Freddy Krueger was scary. My friend and roommate Raymond Joseph Metz III and I used to watch all the Nightmare on Elm Street films when we wanted to be scared. Shortly after he moved to Connecticut, I bought a Freddy Krueger squirt mask for a housewarming gift. I thought that was funny.

Ray taught me most everything I know in life about being a man; he had a big hand in taking me through college and toward marriage. I knew he would think the Freddy Krueger mask was funny, too, but I kept forgetting to give it to him. When I moved in May of 2001 I still hadn’t sent the mask to Ray. I put it in my basement.

In Boston, September 11th was going to be a big day at my office. Four of my co-workers were going to see, and hopefully sign, a very big client. They were headed to New York from Boston, so when we found out that the plane that hit the first tower was a New York-bound plane from Boston, we freaked out. By the time the plane ignited the first tower, they had already landed and were in a rent-a-car on their way to New Jersey.

Ray worked in the second tower.

Around 12:30pm we all went home to be with our families; nobody was able to focus. After about six hours, when it became apparent that the world had changed forever, I tried to call my friend Ray at his home. I had reason to be somewhat optimistic.

Ray was in the second tower when it was bombed in 1993, and he had made it out. In fact, he had survived quite a number of scrapes and close calls in his life, and by all estimates was quite lucky to have lived through any of them. I got the answering machine at Ray’s home and left a message.

I wasn’t satisfied, so I tried to call his parents. No one home. I left another message. Finally, I tried to call his sister, who lives just a few towns from me. No one home. I left a message. I was still feeling cautiously upbeat. Ray was a champion track and field guy in great shape with an immense amount of street smarts.

By September 12th I still hadn’t heard anything about Ray. I was sure that if anyone could’ve beaten the odds it was him. But I was also certain that if he were alive he would have called me. With Internet service back to somewhat normal, I began scouring all the sites to see if Ray had showed up on any of them. He didn’t, but when Sammy Hagar did I knew to stop looking there for accurate information. If he was hit on the head he might be in a hospital somewhere, unable to call. But the hospitals were not reporting any flood of injured. In fact, many were sending their volunteer doctors and nurses home.

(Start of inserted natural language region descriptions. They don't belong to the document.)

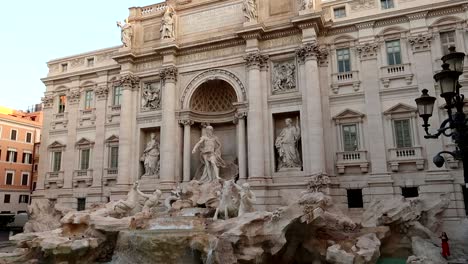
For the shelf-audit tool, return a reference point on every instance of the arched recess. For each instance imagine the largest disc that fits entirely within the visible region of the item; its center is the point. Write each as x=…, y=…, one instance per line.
x=213, y=74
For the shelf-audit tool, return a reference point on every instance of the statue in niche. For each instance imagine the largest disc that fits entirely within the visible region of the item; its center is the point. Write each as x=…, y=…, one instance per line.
x=210, y=152
x=286, y=144
x=284, y=77
x=250, y=10
x=151, y=96
x=168, y=24
x=150, y=157
x=126, y=33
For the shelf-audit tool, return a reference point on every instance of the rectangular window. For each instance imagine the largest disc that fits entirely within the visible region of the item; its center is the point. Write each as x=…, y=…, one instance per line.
x=81, y=206
x=13, y=134
x=114, y=157
x=90, y=62
x=23, y=198
x=355, y=198
x=409, y=192
x=9, y=178
x=386, y=4
x=62, y=103
x=28, y=137
x=56, y=161
x=88, y=99
x=339, y=12
x=27, y=158
x=393, y=52
x=350, y=137
x=447, y=39
x=7, y=198
x=24, y=179
x=117, y=96
x=403, y=133
x=343, y=59
x=12, y=155
x=84, y=159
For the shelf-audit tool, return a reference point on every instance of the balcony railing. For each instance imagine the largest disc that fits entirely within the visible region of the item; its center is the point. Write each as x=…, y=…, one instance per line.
x=352, y=159
x=406, y=155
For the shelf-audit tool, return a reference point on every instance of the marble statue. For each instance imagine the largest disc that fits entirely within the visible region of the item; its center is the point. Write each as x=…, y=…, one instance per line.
x=151, y=202
x=126, y=33
x=150, y=157
x=229, y=200
x=250, y=10
x=151, y=96
x=286, y=144
x=168, y=24
x=210, y=152
x=284, y=77
x=247, y=198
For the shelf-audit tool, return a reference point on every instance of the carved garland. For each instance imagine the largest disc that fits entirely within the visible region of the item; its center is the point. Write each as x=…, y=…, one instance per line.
x=213, y=74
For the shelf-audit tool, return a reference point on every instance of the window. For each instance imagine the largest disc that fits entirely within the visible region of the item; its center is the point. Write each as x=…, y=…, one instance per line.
x=7, y=198
x=13, y=134
x=88, y=99
x=350, y=137
x=393, y=52
x=12, y=155
x=90, y=62
x=84, y=159
x=81, y=204
x=28, y=137
x=24, y=179
x=409, y=192
x=9, y=178
x=56, y=161
x=64, y=67
x=343, y=60
x=447, y=39
x=27, y=158
x=62, y=102
x=355, y=198
x=402, y=133
x=117, y=100
x=114, y=157
x=23, y=198
x=386, y=4
x=339, y=12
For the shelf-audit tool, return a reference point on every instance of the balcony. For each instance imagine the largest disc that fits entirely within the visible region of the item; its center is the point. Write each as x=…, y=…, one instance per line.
x=352, y=159
x=54, y=178
x=395, y=72
x=342, y=79
x=406, y=155
x=85, y=176
x=110, y=176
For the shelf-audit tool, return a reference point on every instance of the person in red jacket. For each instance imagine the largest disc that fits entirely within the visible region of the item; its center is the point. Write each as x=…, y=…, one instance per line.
x=445, y=246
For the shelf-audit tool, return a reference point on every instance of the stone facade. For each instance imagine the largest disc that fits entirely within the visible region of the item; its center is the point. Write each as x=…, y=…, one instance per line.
x=346, y=71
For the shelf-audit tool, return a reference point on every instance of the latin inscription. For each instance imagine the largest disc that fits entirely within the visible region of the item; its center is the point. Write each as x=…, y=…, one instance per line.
x=211, y=19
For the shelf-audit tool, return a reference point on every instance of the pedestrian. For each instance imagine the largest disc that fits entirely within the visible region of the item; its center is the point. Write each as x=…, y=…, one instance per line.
x=445, y=246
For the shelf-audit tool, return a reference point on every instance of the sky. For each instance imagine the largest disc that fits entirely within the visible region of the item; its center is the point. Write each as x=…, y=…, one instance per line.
x=35, y=32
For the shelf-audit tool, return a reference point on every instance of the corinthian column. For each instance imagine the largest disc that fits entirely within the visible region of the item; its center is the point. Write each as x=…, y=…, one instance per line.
x=255, y=130
x=169, y=125
x=314, y=161
x=128, y=83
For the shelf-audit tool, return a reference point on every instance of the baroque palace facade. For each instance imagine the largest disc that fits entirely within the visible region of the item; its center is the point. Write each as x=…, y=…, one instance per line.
x=291, y=88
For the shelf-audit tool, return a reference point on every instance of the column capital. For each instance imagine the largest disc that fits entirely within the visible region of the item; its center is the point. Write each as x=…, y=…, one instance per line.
x=129, y=81
x=101, y=92
x=73, y=96
x=169, y=74
x=256, y=59
x=312, y=51
x=186, y=122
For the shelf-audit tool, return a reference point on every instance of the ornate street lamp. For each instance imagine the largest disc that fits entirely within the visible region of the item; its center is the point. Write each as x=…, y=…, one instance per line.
x=455, y=126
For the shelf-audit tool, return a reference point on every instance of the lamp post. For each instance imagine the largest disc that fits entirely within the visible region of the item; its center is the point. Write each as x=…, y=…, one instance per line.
x=455, y=126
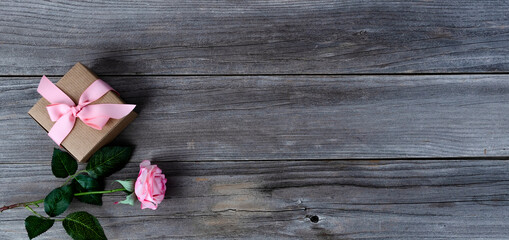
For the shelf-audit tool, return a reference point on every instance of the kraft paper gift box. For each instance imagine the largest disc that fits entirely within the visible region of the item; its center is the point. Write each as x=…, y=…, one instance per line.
x=83, y=140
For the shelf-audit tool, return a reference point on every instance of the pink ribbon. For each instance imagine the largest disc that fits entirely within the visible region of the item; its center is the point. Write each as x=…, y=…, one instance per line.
x=63, y=111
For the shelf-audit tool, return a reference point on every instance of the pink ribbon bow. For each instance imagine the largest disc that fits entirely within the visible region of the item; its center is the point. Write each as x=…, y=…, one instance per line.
x=63, y=111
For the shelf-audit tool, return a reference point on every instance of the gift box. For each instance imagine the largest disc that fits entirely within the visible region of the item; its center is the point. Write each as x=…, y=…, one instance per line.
x=84, y=137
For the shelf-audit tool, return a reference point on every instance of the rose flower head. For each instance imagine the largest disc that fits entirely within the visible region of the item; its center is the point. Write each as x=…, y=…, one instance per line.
x=150, y=186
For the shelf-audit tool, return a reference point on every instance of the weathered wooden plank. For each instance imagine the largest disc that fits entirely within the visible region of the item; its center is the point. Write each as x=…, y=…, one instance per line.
x=254, y=37
x=289, y=117
x=417, y=199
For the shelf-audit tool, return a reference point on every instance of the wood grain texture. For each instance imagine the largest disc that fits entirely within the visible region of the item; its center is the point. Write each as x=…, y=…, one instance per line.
x=414, y=199
x=254, y=37
x=289, y=117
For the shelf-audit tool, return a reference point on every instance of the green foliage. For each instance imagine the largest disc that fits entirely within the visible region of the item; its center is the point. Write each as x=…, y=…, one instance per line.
x=35, y=226
x=63, y=164
x=108, y=160
x=130, y=199
x=83, y=226
x=58, y=200
x=127, y=184
x=84, y=183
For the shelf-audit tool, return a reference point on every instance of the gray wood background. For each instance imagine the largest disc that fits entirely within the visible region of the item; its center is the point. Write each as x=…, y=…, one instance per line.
x=378, y=119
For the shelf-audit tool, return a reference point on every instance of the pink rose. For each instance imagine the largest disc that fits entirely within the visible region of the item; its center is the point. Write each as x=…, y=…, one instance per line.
x=150, y=185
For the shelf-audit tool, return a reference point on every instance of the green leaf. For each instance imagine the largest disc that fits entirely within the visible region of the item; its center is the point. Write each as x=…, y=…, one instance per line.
x=108, y=160
x=35, y=226
x=83, y=226
x=84, y=183
x=127, y=184
x=62, y=164
x=129, y=199
x=58, y=200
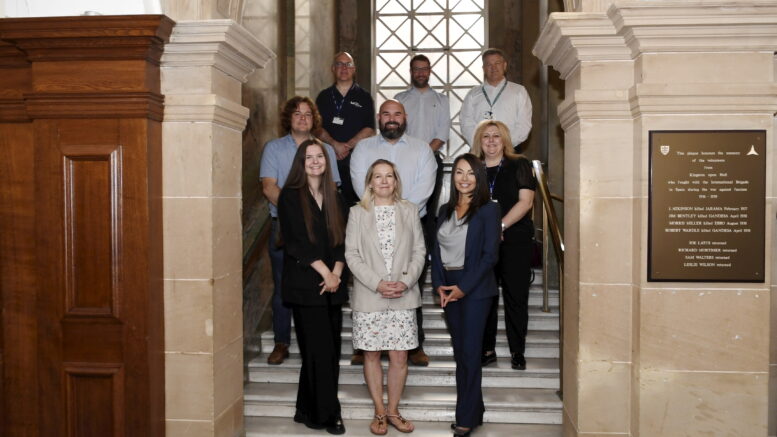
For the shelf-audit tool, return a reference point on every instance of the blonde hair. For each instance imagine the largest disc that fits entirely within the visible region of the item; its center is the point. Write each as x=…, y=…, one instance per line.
x=367, y=198
x=504, y=132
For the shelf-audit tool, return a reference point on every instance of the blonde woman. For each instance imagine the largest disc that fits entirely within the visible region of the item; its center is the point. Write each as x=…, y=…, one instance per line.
x=384, y=248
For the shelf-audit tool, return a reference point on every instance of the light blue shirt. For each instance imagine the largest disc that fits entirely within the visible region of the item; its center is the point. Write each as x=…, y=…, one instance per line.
x=428, y=114
x=414, y=160
x=277, y=158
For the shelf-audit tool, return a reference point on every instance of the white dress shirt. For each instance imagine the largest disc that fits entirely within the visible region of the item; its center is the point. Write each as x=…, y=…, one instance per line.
x=513, y=108
x=428, y=114
x=412, y=157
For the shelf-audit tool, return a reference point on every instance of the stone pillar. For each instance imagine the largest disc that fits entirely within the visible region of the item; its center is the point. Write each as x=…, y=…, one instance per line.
x=657, y=358
x=203, y=69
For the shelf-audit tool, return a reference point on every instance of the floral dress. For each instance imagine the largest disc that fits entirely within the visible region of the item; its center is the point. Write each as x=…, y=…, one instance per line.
x=387, y=329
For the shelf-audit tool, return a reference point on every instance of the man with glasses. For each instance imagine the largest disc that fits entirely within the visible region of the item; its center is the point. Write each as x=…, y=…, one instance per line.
x=497, y=99
x=348, y=116
x=428, y=119
x=299, y=117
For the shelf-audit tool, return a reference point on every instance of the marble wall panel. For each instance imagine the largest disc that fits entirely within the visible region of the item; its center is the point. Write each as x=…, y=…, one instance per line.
x=686, y=404
x=704, y=329
x=604, y=396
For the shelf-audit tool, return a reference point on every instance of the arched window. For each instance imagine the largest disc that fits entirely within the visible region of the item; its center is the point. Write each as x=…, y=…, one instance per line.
x=452, y=33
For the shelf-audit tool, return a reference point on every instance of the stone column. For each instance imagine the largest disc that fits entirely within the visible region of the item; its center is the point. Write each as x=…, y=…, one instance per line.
x=657, y=358
x=203, y=69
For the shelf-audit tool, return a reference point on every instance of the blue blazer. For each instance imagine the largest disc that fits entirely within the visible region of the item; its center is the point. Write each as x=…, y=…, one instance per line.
x=481, y=252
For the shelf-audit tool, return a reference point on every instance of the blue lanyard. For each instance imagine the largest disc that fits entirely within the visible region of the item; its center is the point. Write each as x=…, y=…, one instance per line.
x=492, y=183
x=491, y=105
x=339, y=107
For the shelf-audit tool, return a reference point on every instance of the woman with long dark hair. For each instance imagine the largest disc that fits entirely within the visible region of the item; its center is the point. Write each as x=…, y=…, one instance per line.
x=465, y=252
x=312, y=218
x=512, y=184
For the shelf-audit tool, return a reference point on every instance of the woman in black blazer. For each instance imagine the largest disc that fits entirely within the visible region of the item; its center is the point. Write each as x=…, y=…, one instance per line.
x=465, y=252
x=312, y=218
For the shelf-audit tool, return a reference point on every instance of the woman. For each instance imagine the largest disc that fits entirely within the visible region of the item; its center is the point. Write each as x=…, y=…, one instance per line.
x=463, y=261
x=312, y=218
x=384, y=247
x=512, y=184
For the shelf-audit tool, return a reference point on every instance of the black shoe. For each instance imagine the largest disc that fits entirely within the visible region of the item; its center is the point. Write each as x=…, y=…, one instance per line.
x=488, y=358
x=518, y=362
x=337, y=429
x=461, y=432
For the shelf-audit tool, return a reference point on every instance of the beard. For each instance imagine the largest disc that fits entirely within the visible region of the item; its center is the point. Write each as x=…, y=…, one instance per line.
x=392, y=130
x=422, y=83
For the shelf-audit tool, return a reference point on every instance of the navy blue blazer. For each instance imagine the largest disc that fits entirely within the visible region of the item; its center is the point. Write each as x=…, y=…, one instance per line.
x=481, y=252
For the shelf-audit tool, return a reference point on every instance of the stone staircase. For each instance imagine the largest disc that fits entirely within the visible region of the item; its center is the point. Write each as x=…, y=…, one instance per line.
x=526, y=400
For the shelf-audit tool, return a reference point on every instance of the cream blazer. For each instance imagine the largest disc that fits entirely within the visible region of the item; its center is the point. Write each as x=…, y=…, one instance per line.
x=364, y=258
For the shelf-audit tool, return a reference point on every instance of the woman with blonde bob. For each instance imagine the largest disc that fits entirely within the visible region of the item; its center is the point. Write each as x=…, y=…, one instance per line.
x=511, y=183
x=384, y=248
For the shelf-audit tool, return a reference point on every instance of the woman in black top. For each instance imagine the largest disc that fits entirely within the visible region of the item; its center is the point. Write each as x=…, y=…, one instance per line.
x=312, y=218
x=512, y=184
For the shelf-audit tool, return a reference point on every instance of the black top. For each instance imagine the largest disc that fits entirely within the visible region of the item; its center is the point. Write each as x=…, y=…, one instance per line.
x=512, y=176
x=356, y=109
x=299, y=280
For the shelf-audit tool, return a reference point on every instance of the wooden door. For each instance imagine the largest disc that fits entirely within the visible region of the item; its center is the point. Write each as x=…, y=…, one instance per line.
x=81, y=334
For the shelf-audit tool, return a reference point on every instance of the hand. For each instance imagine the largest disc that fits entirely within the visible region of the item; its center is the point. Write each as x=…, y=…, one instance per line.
x=330, y=283
x=449, y=293
x=341, y=149
x=389, y=289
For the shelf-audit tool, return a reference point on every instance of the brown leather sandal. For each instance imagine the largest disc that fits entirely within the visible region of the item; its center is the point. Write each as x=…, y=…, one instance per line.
x=379, y=425
x=404, y=424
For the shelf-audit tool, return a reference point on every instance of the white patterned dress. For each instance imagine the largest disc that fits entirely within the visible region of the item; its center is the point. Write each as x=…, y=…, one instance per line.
x=387, y=329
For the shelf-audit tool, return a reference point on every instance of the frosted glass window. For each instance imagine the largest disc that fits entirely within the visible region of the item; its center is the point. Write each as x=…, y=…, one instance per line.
x=451, y=33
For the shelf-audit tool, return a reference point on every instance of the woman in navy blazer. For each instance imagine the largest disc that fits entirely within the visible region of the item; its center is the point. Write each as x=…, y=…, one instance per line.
x=463, y=258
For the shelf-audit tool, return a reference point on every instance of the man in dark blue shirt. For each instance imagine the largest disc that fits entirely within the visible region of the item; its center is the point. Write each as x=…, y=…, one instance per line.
x=348, y=115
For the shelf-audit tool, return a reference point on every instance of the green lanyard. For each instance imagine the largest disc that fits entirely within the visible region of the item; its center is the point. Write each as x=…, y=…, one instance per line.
x=491, y=105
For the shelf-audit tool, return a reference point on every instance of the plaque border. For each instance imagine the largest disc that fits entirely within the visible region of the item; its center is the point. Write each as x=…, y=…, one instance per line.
x=650, y=206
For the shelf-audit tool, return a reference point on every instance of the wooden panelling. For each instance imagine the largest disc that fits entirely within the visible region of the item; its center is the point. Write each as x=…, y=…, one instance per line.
x=81, y=326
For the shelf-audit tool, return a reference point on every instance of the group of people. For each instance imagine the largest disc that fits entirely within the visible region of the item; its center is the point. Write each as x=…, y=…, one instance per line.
x=380, y=225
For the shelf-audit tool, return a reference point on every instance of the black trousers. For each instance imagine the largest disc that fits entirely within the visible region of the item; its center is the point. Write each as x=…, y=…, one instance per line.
x=318, y=334
x=513, y=271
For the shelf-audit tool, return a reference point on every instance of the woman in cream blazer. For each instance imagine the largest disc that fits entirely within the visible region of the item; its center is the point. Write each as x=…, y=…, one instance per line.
x=384, y=248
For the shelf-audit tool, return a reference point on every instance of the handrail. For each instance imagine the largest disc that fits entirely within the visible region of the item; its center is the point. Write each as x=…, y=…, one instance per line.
x=550, y=222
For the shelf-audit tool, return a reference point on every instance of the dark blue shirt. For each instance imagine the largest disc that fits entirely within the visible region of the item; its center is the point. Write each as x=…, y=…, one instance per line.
x=356, y=109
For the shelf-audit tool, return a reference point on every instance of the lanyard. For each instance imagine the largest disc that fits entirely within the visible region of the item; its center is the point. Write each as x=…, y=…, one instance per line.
x=493, y=182
x=342, y=102
x=496, y=98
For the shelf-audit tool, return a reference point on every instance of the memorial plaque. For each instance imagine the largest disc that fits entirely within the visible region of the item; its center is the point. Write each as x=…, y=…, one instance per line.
x=707, y=206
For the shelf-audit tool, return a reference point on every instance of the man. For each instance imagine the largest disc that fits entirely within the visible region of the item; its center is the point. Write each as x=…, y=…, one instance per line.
x=299, y=117
x=497, y=99
x=348, y=116
x=415, y=163
x=428, y=119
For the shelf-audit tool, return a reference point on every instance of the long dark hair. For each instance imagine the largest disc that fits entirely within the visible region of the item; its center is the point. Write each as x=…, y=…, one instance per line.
x=480, y=194
x=298, y=180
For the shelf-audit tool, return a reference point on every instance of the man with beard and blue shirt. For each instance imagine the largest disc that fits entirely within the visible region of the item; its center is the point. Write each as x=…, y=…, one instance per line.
x=415, y=163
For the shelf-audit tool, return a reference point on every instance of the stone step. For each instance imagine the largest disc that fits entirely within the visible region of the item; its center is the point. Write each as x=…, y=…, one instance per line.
x=434, y=318
x=539, y=373
x=283, y=426
x=539, y=344
x=433, y=404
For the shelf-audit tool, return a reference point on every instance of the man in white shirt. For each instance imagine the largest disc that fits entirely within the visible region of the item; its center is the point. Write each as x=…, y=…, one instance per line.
x=428, y=119
x=413, y=157
x=497, y=99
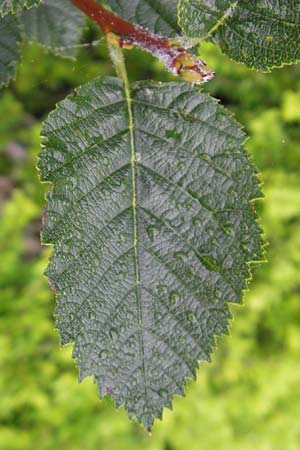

That Sunday, newspapers started printing charts about who was most likely to survive and who wasn’t. Ray worked on the 84th floor of Tower Two. By the time he called his wife to say something bad was happening and he was coming home, he had a decent chance to be on his way by the time the second plane hit the 90th floor of Tower Two.

Days went by with no news. In fact, there was never any news. Ray’s picture went up with all the others. His description was given. His toothbrush was brought in. His company, EuroBrokers, met with the families, and some survivors were able to describe where they had seen coworkers that day, and most importantly, when. It was determined that surviving the terror attack boiled down to a simple decision: Which stairwell did you take? Apparently, my friend Ray had taken the wrong one.

In order to resolve it in some non-grisly way for his two young daughters, a funeral was arranged and held. That was it. I never got to tell him how grateful I was for his friendship and guidance. Like thousands of other role models, big brothers, confidantes, fathers, mothers and children on that day, Ray was gone.

In the post September 11th world, nothing seemed funny anymore and certainly everything seemed scary. In October, preparing for the scariest Halloween ever, I was cleaning up some things and I found the Freddy Krueger squirt mask. It was scary all over again, for all the wrong reasons, and not funny at all.